Hohe Berge, die sich Gold wünschten, boten sich ihm an,
Er aber - dieser edle Mensch - ließ sich nicht von ihnen verführen.
Gerade Seine dringendsten Bedürfnisse zeigen seine Askese,
Denn diese Bedürfnisse schmälern seine Unschuld nicht.
Wie konnten Bedürfnisse den Einen einladen, zur Welt zu kommen?
Ohne den die Welt erst gar nicht aus ihrer Nicht-Existenz heraus entstanden wäre?"
Viele Aussagen nehmen zum Thema Askese Stellung. Der nachfolgende Text, mit dem ich dieses Thema abschließen möchte, stammt von Ali, dem vierten Kalifen und Cousin des Propheten, Friede und Segen seien mit ihm:
Die Seele weint und begehrt die Welt, obwohl sie doch weiß, dass
Das Heil darin liegt, ihr und all dem, was sie bereithält, zu entsagen.

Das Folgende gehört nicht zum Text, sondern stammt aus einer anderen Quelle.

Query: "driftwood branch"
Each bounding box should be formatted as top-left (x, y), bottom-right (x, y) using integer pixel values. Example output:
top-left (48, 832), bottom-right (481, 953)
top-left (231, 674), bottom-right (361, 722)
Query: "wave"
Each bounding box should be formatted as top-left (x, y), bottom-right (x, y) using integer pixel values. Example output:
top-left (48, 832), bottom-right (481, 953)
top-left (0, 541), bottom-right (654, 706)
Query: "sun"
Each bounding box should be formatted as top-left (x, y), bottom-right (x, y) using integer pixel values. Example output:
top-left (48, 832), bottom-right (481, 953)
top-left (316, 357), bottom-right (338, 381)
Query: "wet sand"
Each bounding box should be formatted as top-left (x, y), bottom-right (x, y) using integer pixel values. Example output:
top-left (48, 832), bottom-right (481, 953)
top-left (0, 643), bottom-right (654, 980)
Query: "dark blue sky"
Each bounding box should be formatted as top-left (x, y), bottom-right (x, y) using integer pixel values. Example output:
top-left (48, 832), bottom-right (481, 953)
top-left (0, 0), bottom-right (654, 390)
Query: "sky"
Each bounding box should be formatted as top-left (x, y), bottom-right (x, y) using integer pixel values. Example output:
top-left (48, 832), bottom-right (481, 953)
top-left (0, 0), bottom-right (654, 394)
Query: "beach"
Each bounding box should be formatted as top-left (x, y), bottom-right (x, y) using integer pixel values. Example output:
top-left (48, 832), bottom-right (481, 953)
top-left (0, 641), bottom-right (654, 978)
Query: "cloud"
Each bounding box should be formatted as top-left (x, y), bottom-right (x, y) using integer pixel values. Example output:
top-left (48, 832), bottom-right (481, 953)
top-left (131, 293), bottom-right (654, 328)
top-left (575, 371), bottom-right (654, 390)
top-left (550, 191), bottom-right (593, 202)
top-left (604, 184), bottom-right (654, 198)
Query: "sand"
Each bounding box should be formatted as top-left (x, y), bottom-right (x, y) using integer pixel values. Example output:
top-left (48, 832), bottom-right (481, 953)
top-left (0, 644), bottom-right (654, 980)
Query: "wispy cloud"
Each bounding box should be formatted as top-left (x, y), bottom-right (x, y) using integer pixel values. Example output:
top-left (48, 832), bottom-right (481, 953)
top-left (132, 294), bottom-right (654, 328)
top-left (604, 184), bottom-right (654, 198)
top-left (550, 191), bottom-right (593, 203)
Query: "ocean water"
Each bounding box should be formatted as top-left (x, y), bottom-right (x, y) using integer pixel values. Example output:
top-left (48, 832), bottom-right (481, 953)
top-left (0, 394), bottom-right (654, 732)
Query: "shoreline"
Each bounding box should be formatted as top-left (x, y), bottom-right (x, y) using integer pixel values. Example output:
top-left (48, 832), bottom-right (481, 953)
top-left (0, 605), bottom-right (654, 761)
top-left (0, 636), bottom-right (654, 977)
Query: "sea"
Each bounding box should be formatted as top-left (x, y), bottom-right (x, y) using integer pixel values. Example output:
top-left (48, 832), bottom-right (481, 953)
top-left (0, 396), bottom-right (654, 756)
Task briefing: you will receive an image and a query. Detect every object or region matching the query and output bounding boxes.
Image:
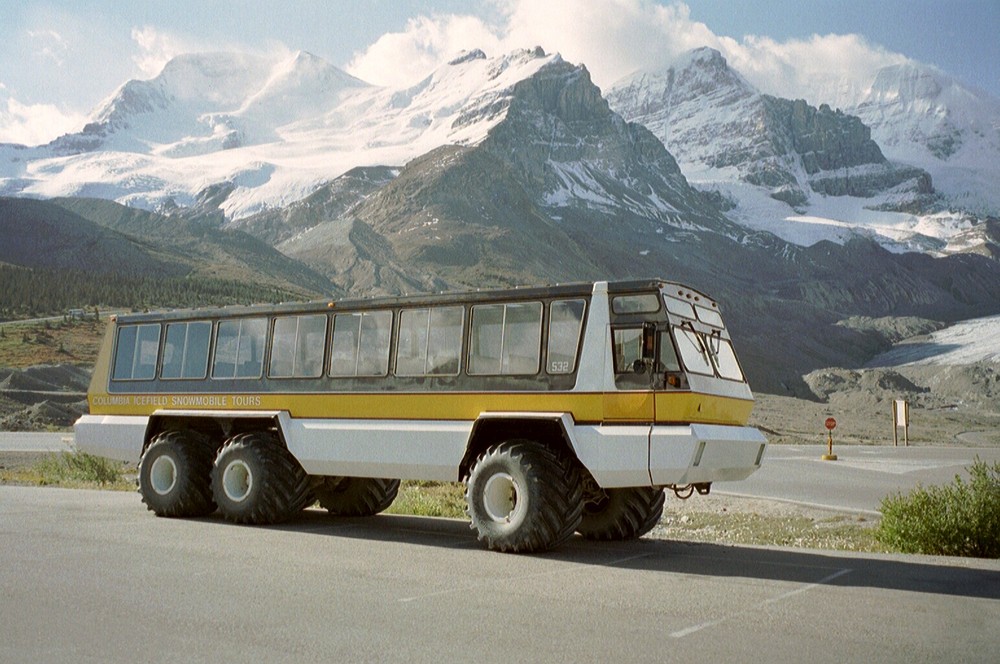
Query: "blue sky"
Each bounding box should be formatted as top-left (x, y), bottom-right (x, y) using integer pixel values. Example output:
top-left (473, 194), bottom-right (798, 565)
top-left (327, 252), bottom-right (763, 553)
top-left (0, 0), bottom-right (1000, 144)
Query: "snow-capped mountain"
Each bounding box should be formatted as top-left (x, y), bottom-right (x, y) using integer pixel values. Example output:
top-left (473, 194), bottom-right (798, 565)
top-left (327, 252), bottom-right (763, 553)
top-left (0, 51), bottom-right (561, 219)
top-left (607, 48), bottom-right (1000, 253)
top-left (837, 63), bottom-right (1000, 216)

Der Mensch wird nach seinem Tod keinen Wohnsitz mehr haben,
Nur den, den er sich noch im Leben erbaute.
Unsere Waren - wir horten sie, um sie unseren Erben zu vermachen;
Unsere Häuser - wir errichten sie, auf das die Zeit sie vernichte.
Viele Städte wurden errichtet und dann zerstört;
Ihre Erbauer - der Tod hat sie überwältigt.

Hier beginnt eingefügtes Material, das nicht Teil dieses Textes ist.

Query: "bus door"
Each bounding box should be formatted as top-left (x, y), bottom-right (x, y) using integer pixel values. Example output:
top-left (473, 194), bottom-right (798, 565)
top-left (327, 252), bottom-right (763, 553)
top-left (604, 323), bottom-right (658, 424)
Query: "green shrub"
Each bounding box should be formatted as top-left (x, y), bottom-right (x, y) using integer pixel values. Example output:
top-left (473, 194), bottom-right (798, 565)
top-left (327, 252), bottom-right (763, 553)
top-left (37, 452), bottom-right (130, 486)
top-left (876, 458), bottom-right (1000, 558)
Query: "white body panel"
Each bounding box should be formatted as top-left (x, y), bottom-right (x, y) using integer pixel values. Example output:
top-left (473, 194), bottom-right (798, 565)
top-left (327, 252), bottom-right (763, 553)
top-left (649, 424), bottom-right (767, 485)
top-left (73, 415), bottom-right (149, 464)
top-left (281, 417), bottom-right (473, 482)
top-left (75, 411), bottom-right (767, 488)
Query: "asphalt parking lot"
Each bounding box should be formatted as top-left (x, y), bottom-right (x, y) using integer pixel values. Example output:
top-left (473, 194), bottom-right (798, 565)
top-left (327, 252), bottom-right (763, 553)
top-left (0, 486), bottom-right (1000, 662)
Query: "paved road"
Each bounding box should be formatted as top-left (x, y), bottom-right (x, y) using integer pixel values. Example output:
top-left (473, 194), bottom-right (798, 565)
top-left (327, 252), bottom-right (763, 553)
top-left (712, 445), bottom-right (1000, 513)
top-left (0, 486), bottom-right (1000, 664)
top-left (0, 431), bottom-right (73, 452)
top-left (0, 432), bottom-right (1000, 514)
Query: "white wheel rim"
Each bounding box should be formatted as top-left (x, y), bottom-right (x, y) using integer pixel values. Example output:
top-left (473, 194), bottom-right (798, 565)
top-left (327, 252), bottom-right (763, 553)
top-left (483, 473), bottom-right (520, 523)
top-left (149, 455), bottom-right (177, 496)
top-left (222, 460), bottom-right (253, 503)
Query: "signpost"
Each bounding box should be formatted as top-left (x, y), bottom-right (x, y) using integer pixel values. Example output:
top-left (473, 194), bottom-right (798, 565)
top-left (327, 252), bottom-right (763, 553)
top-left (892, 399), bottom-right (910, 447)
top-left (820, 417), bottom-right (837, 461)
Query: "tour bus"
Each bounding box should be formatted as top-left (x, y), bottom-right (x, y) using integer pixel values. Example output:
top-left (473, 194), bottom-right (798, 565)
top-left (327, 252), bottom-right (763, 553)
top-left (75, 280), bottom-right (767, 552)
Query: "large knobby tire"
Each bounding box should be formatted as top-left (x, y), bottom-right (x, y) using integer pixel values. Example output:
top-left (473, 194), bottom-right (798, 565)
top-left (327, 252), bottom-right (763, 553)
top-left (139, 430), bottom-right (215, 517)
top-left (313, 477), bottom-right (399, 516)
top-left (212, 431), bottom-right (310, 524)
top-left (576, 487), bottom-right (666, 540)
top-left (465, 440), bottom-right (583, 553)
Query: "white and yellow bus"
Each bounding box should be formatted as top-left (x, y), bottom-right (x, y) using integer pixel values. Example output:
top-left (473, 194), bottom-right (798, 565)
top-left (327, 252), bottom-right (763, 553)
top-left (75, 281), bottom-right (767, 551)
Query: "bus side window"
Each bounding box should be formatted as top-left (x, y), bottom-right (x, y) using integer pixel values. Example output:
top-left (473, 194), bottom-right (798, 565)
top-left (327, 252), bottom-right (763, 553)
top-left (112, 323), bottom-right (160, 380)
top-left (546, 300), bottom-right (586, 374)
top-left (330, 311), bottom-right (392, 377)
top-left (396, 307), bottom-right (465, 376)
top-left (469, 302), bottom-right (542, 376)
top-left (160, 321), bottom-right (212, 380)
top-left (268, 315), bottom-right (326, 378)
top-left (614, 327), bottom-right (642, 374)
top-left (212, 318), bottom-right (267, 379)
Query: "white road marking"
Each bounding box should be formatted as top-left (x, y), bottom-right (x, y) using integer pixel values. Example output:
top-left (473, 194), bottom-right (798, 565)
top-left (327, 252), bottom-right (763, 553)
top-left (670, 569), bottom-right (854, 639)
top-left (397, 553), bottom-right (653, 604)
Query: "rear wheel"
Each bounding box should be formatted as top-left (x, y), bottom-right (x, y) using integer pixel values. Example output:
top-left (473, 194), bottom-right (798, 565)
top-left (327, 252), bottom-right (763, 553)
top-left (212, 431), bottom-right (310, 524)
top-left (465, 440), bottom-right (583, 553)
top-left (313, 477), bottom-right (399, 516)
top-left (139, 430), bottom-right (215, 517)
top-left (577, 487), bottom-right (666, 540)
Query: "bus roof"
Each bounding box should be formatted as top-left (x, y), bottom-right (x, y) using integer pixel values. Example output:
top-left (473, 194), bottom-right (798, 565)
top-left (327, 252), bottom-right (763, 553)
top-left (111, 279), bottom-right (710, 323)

Jede Seele - selbst wenn sie den Tod irgendwie fürchtet,
Schätzt die Anstrengungen, den Wunsch zu leben zu stärken.
Der Mensch unternimmt seine Anstrengungen, der Tod aber wischt sie hinfort;
Die Seele des Menschen vervielfältigt sie, der Tod jedoch setzt ihnen allen ein Ende.

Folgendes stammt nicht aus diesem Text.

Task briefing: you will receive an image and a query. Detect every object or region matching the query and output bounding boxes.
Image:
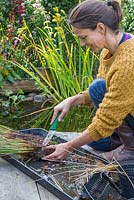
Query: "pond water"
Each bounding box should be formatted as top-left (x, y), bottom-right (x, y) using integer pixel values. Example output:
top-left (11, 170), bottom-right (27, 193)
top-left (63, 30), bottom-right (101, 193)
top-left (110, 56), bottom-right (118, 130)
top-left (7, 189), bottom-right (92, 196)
top-left (0, 102), bottom-right (45, 130)
top-left (0, 97), bottom-right (94, 132)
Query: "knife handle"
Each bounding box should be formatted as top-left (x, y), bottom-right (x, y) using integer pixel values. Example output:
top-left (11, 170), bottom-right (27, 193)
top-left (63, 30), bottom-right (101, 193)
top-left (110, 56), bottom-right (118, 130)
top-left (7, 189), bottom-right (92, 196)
top-left (49, 112), bottom-right (61, 131)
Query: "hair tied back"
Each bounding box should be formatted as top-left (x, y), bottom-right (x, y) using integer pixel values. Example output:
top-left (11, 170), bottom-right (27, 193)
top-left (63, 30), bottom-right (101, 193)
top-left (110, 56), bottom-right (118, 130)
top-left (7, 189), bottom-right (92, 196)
top-left (107, 1), bottom-right (112, 6)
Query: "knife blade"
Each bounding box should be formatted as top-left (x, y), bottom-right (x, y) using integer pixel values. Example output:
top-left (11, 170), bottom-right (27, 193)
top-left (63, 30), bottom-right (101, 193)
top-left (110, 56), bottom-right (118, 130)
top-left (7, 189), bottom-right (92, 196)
top-left (42, 112), bottom-right (60, 146)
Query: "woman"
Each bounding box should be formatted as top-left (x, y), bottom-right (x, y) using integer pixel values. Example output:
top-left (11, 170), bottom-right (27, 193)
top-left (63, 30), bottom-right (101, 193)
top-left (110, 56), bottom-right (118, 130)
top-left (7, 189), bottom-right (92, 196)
top-left (44, 0), bottom-right (134, 161)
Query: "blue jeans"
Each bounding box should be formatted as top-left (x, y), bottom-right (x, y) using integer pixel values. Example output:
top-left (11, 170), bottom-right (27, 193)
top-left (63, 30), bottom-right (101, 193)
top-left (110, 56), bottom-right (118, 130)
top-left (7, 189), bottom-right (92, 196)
top-left (88, 78), bottom-right (116, 151)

O Gott! Zeige uns die Wahrheit, wie sie ist, und mache es uns möglich, ihr zu folgen; zeige uns die Lüge, falsch wie sie ist, und hilf uns, ihr zu widerstehen. Amen, o Du Barmherzigster aller Barmherzigen!
[1] 4:77
[2] 28:77
[3] 29:64
[4] siehe Quschairi, ar-Risala, 115
[5] Ahmad ibn Hanbal, Musnad, 4.197
[6] Ahmad ibn Hanbal, Musnad, 4.197"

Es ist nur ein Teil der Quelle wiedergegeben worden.